Ling Liu / Bugra Gedik
{lingliu, bgedik}@cc.gatech.edu
CCB 216 / CCB 263

Area

Systems and Databases


Problem
Gnutella is a peer-to-peer (P2P) protocol for distributed search. It is widely used by many popular file-sharing applications. In these applications, the aim is to exchange files between peers through a direct connection between them. Each peer stores the files it wants to share in its local disk and exchanges these files with other peers by locating them and directly communicating with them. The way a peer finds other peers that store the files corresponding to its query is the main part that varies between different peer-to-peer protocols. For instance Napster uses centralized servers to index the files each peer shares. As opposed to Napster, which is a centralized system, Gnutella is totally decentralized. It forms an overlay network (called the Gnutella network) of peers and all queries flood over this network.
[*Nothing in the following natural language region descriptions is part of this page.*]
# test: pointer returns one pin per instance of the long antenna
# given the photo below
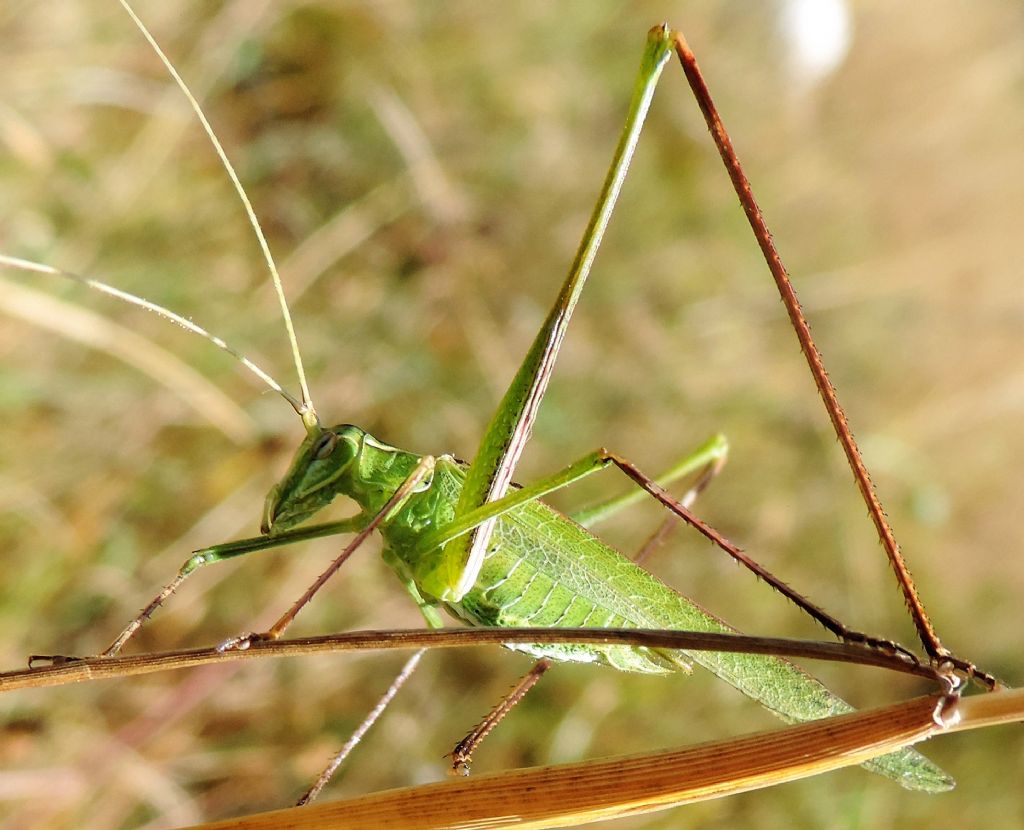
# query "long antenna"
(306, 410)
(160, 311)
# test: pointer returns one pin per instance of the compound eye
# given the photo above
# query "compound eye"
(325, 445)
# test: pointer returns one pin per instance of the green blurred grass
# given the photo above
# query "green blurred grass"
(894, 190)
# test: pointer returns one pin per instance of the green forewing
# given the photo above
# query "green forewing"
(542, 569)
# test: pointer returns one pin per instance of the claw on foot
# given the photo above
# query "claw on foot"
(241, 643)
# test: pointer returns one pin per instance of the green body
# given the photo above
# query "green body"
(543, 569)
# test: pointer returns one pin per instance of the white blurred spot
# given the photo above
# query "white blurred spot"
(817, 36)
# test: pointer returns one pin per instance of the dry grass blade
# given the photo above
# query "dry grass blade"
(100, 333)
(573, 794)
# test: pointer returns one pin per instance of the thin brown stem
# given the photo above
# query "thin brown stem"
(928, 636)
(93, 668)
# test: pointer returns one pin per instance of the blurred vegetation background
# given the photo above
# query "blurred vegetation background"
(424, 172)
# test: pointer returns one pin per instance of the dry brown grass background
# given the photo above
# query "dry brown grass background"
(895, 189)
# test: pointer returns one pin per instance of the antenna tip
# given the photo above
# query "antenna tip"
(309, 418)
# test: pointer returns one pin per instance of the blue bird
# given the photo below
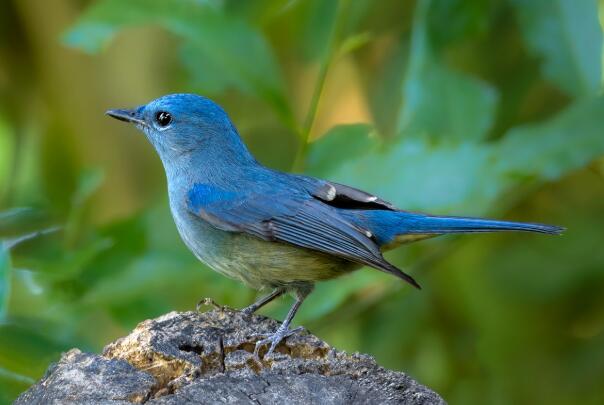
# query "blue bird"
(269, 229)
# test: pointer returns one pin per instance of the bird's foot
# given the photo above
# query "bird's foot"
(207, 302)
(249, 310)
(274, 339)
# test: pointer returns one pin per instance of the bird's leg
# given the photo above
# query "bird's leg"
(263, 301)
(283, 331)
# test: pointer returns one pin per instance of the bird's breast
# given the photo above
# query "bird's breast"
(253, 261)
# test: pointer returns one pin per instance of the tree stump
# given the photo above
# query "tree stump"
(206, 358)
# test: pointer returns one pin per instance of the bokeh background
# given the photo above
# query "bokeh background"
(452, 107)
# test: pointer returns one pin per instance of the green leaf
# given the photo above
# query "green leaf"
(438, 101)
(464, 177)
(566, 36)
(217, 45)
(5, 279)
(7, 152)
(350, 141)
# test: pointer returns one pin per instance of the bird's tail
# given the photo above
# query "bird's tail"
(392, 228)
(411, 223)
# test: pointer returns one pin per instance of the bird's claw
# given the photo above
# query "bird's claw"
(274, 339)
(207, 302)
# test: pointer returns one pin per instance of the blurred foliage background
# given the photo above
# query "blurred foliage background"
(469, 107)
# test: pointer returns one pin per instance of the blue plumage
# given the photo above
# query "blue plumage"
(273, 229)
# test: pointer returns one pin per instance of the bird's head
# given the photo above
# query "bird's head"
(186, 125)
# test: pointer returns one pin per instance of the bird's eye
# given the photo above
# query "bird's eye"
(163, 118)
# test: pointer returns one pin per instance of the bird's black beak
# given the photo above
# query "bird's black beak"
(134, 115)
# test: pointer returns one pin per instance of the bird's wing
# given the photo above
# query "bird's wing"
(293, 218)
(342, 196)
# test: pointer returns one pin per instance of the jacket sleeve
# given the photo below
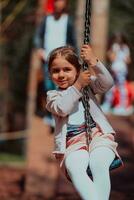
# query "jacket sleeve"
(102, 81)
(62, 103)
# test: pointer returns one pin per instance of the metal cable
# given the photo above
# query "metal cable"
(90, 123)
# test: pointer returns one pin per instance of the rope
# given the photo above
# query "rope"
(85, 99)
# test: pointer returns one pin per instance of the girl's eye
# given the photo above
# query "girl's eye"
(55, 70)
(67, 69)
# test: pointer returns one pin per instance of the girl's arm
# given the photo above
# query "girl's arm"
(62, 103)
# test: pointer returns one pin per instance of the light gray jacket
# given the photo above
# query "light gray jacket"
(62, 103)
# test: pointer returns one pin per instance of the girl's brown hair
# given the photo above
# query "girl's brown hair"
(68, 53)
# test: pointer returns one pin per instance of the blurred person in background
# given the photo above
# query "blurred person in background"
(119, 57)
(56, 29)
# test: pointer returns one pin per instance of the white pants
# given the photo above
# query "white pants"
(99, 161)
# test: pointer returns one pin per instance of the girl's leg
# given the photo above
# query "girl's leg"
(100, 160)
(76, 164)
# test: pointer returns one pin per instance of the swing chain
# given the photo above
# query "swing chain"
(90, 123)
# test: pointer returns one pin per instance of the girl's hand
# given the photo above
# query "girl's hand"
(88, 56)
(83, 79)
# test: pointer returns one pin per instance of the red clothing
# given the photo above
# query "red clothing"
(49, 7)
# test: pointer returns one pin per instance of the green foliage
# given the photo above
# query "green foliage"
(16, 49)
(122, 20)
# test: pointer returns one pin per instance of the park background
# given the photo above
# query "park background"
(27, 169)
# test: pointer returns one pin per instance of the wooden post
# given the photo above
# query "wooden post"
(99, 27)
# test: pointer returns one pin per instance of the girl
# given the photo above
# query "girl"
(74, 152)
(60, 23)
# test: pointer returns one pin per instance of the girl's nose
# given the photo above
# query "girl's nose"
(61, 74)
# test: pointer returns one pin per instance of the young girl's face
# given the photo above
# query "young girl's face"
(63, 73)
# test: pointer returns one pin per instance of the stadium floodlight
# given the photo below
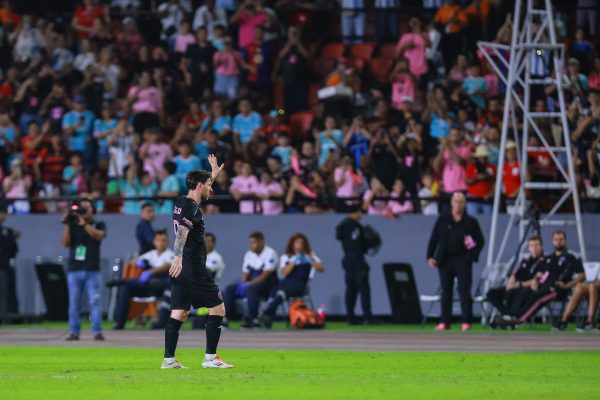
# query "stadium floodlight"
(534, 58)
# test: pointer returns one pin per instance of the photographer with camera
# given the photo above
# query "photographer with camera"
(83, 235)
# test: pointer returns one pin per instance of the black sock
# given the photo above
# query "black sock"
(171, 336)
(213, 333)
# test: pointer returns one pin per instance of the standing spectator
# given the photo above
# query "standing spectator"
(511, 174)
(480, 176)
(246, 123)
(412, 46)
(85, 18)
(208, 16)
(250, 14)
(245, 185)
(455, 244)
(200, 56)
(454, 21)
(169, 187)
(185, 161)
(386, 19)
(16, 186)
(293, 65)
(154, 152)
(146, 102)
(353, 20)
(83, 238)
(270, 192)
(451, 162)
(144, 232)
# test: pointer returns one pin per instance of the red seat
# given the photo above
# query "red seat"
(333, 51)
(380, 68)
(301, 122)
(388, 50)
(362, 50)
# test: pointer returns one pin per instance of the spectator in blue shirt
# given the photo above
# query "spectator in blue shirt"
(77, 126)
(185, 161)
(246, 122)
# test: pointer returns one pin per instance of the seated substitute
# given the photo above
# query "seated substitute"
(562, 271)
(510, 299)
(295, 267)
(258, 279)
(152, 281)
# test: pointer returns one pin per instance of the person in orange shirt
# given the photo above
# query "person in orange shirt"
(480, 175)
(453, 21)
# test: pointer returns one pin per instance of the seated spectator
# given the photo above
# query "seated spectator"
(152, 282)
(375, 199)
(185, 161)
(144, 232)
(428, 190)
(524, 278)
(169, 187)
(16, 186)
(270, 192)
(480, 176)
(400, 202)
(296, 266)
(246, 123)
(258, 279)
(245, 185)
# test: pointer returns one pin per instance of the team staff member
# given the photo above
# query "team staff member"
(8, 251)
(191, 283)
(151, 282)
(351, 233)
(83, 235)
(455, 244)
(258, 279)
(510, 299)
(562, 271)
(295, 266)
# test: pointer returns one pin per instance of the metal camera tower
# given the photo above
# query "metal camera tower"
(533, 38)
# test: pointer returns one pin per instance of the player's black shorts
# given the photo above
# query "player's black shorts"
(184, 295)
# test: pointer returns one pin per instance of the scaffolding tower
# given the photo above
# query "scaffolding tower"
(533, 39)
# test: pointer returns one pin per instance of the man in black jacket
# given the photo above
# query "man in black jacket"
(455, 244)
(351, 233)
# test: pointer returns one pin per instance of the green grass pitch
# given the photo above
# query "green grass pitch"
(117, 373)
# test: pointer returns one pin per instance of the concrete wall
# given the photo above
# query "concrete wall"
(404, 240)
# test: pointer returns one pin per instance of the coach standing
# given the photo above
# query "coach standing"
(455, 244)
(83, 235)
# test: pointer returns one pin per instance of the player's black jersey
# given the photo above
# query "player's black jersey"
(527, 269)
(187, 213)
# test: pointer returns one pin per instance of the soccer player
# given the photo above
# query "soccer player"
(191, 282)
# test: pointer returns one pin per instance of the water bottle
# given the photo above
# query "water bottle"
(321, 312)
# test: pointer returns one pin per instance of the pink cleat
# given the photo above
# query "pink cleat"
(442, 327)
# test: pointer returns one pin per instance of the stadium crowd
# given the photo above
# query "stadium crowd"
(307, 102)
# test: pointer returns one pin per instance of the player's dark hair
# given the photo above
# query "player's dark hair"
(534, 238)
(257, 235)
(161, 232)
(196, 176)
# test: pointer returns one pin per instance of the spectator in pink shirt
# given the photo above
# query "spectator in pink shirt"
(267, 190)
(401, 202)
(412, 46)
(452, 160)
(371, 204)
(155, 153)
(347, 182)
(248, 16)
(146, 102)
(244, 184)
(184, 38)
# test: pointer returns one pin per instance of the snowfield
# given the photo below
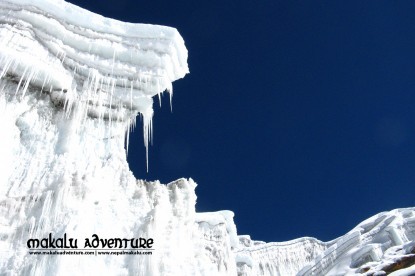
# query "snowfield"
(71, 86)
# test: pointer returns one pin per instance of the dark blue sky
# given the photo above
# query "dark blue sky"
(297, 115)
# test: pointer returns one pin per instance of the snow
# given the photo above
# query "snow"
(109, 69)
(71, 85)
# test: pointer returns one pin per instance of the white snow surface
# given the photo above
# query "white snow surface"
(71, 85)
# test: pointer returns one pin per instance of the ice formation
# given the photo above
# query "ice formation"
(71, 86)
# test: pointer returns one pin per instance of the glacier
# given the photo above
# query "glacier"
(72, 84)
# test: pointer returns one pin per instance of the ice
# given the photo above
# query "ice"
(109, 69)
(72, 84)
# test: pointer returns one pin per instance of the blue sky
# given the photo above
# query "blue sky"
(296, 115)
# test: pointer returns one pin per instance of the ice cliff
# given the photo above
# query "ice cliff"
(71, 86)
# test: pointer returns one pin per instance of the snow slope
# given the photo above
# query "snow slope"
(71, 86)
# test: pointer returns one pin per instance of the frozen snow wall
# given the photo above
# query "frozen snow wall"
(71, 86)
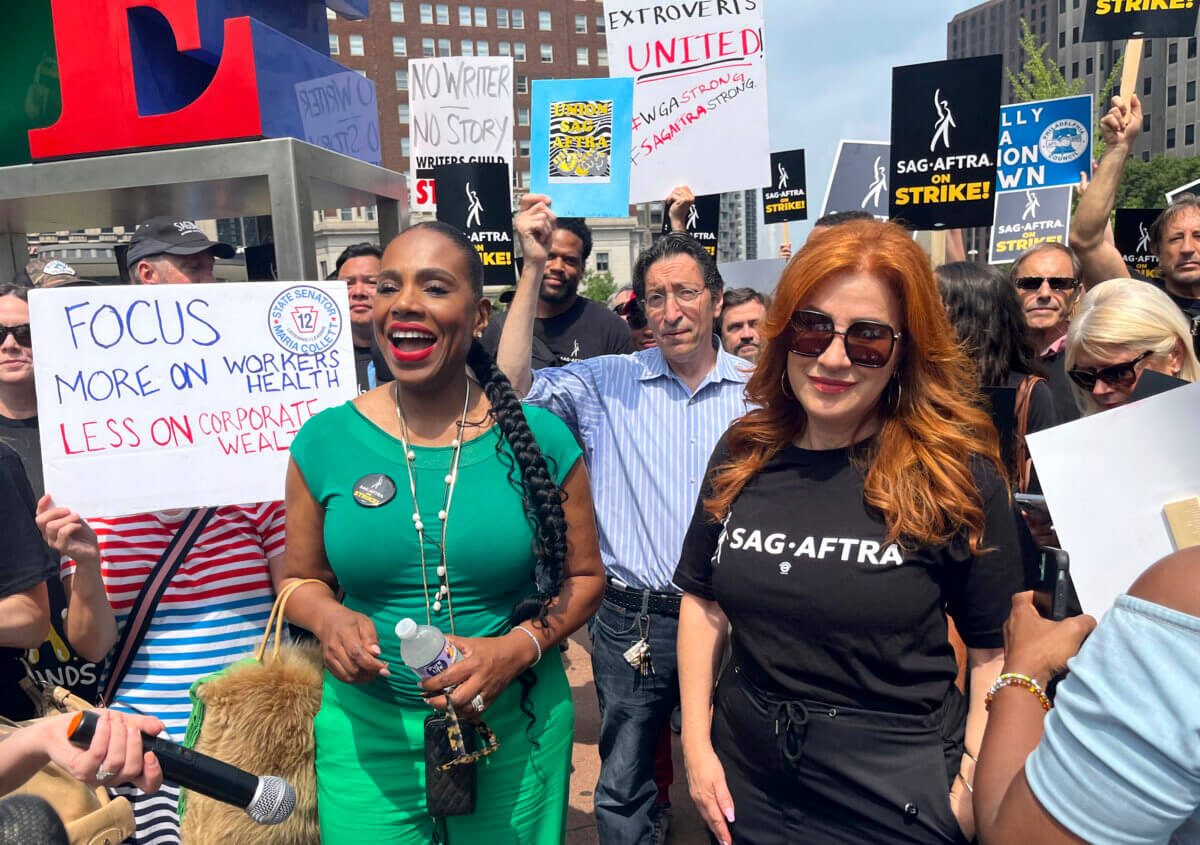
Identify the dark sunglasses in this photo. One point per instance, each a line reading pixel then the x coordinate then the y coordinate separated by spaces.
pixel 19 333
pixel 868 343
pixel 1030 283
pixel 1117 375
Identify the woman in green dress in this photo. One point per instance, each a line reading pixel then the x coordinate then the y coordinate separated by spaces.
pixel 441 498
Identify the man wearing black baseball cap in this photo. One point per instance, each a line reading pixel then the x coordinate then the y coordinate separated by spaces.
pixel 173 251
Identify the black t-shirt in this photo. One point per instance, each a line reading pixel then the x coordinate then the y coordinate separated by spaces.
pixel 822 609
pixel 22 436
pixel 585 330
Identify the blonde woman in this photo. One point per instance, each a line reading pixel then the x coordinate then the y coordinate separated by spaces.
pixel 1122 328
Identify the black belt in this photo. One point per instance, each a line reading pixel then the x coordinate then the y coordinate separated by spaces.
pixel 667 604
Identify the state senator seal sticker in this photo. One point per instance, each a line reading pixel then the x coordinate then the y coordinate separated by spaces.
pixel 305 319
pixel 375 490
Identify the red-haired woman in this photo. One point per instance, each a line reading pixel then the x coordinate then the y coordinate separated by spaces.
pixel 839 523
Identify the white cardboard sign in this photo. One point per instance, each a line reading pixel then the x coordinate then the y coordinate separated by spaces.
pixel 1107 478
pixel 461 112
pixel 183 395
pixel 700 94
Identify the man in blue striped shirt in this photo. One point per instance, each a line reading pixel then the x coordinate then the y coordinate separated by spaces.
pixel 648 423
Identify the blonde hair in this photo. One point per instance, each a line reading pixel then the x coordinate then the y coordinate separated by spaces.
pixel 1131 315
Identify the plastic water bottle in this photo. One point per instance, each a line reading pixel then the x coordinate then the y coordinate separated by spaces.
pixel 425 649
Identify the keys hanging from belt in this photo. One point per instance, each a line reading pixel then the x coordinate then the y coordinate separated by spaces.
pixel 639 654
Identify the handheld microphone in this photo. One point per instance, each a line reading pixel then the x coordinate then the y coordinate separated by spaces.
pixel 29 819
pixel 268 799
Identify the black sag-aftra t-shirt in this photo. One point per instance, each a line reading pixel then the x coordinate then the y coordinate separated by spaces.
pixel 823 609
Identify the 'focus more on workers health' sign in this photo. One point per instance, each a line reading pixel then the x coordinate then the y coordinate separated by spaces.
pixel 945 124
pixel 1044 143
pixel 183 395
pixel 700 93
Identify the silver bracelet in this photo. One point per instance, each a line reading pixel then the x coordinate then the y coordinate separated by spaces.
pixel 535 643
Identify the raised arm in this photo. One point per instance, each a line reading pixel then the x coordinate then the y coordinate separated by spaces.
pixel 534 227
pixel 1099 257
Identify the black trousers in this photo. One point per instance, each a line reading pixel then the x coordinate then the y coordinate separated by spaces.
pixel 808 772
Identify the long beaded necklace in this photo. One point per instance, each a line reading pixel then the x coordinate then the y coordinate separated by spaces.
pixel 443 515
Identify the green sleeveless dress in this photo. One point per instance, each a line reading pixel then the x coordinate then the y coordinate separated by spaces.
pixel 370 737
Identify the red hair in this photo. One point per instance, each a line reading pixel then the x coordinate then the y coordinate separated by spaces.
pixel 918 472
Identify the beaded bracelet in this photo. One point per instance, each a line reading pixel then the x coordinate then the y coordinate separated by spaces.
pixel 535 643
pixel 1015 679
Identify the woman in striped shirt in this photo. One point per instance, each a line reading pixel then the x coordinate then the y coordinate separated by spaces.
pixel 211 613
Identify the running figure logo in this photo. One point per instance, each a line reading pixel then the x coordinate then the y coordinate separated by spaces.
pixel 475 207
pixel 1031 205
pixel 1144 240
pixel 945 121
pixel 874 193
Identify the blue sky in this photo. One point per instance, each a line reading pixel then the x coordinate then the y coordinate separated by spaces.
pixel 829 77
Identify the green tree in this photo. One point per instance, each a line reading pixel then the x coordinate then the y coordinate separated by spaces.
pixel 598 286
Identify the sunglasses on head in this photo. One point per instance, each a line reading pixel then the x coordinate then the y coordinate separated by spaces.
pixel 1117 375
pixel 19 333
pixel 1030 283
pixel 868 343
Two main problems with the Gnutella protocol are: (1) The search is expensive when we consider the number of messages used for querying the network and getting back the results. This causes inefficient use of network resources. (2) The routing responsibilities are assigned to peers with the assumption that each peer has the same resource capacity. This hurts the reliability of the system, since many nodes have weak connections and short participation times, which makes them unsuitable for taking active part in the protocol.

A known solution for the problem (2) is to use the so-called super-peers as proxies for less powerful nodes of the system. A basic approach to the problem (1) is to use routing structures at each node to control the flooding in a more intelligent way.

In this project we will investigate the possibility of using result caching together with the idea of super peers to better solve the problem (1). You are expected to first get familiar with the Gnutella protocol. The basic protocol specification is available at here. And a more informal description can be found at here. At the second step, you are expected to explore the idea of super peers by reading the paper called "Designing a super peer network" available on-line and (optionally) the idea of Routing Indexes as described by the "Routing Indices for Peer-to-peer Systems" paper available on-line.

After learning how Gnutella works, you are expected to explore the possibility of building caches on the super peers based on the query results observed. These caches will store the addresses of peers that have returned results to queries, not the files themselves. These caches are expected to support returning results fast via the use of an index structure built on them.

This mini-project description consists of at least two mini-projects. You may choose to work with me on another miniproject (the second project), you may also choose one over another.

(1)   analyze the search text of queries that pass through the super peers to see if there are repeating similar queries due to the non-uniformity in user interests. If so, a basic caching approach is expected to be developed. An important question to be answered is when to use the caches and when to use the traditional flooding, and if a probabilistic method might be used.

(2)   define the details of the cache organization and maintenance. We will provide a Gnutella simulator to implement the caching scheme and get some simulation measures that reflects the effectiveness of the proposed approach.

Deliverables
(1) For task (1)

A report describing your findings from the search text analysis, the code you used for collecting and processing this information,

(2) For task (2)

A report summarizing the cache organization and maintenance, and simulation results showing the effectiveness of the proposed approach.

Evaluation
You will be graded on the quality of your report.